Her group’s community health workers, or promotoras, encounter people who face a wide variety of obstacles to get the shot, she said.

“We hear all of these questions about, ‘Well, I don’t have health insurance,’ or ‘Do I have to pay?’ or ‘I don’t have email, how do I register?’” Mejía said. “When folks talk about hesitancy, we really have to ask what it is that we’re talking about, and not continue to place blame on individuals who actually have really good questions.”

Now that demand for vaccine appointments has plunged, Mejía and her group are focusing more on mobile vaccine events at condominium buildings, swap meets and parking lots where pedestrians and residents can simply walk up. The events are happening in the evenings after work or on the weekends to make the decision to get vaccinated as easy as possible.

“We’re seeing other places that have been open the entire day and gotten only five people in,” she said. “So, for us being open just a few hours in the evening, and getting over 100 people — that’s a success story.”
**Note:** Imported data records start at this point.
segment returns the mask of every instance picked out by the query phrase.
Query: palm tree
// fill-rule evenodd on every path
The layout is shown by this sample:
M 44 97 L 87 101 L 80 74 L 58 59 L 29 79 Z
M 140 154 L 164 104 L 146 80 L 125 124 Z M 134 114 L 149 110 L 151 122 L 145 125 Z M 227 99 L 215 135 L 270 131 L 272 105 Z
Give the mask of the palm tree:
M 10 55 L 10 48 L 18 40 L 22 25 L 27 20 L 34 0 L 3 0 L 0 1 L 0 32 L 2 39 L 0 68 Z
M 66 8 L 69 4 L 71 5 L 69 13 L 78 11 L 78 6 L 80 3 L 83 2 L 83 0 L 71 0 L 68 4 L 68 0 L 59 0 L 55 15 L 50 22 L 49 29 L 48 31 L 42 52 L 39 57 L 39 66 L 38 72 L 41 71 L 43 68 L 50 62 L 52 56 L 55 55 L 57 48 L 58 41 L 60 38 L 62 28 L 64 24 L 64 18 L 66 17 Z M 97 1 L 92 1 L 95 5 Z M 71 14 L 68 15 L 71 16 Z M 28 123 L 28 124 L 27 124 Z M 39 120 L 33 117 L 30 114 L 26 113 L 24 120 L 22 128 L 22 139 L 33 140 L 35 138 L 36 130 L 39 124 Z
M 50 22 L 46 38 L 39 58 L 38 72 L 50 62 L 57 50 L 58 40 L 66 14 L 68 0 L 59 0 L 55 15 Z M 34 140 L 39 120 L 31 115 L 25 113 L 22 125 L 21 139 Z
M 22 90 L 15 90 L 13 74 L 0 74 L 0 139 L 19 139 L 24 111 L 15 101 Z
Carmelo Morales, a 35-year-old Los Angeles resident, used to count himself among the vaccine skeptical. After talking to friends and seeing posts on Instagram, he feared the shots might be a plot to make people sick. He didn’t see the urgency of getting a shot.

But Morales, who works in a meatpacking plant, has been deeply affected by the cases and deaths he has seen among colleagues and their families over the past year. One day in late April, as he was walking home from work, he noticed health care workers at a church near his house packing up after a COVID vaccine event.

He asked if there were any leftover doses, and because his house was nearby, nurses waited for him to run home to get his ID so he could get his first shot.

“I just thought about it and was like, hey, it’d be better just to be maybe on the safer side.”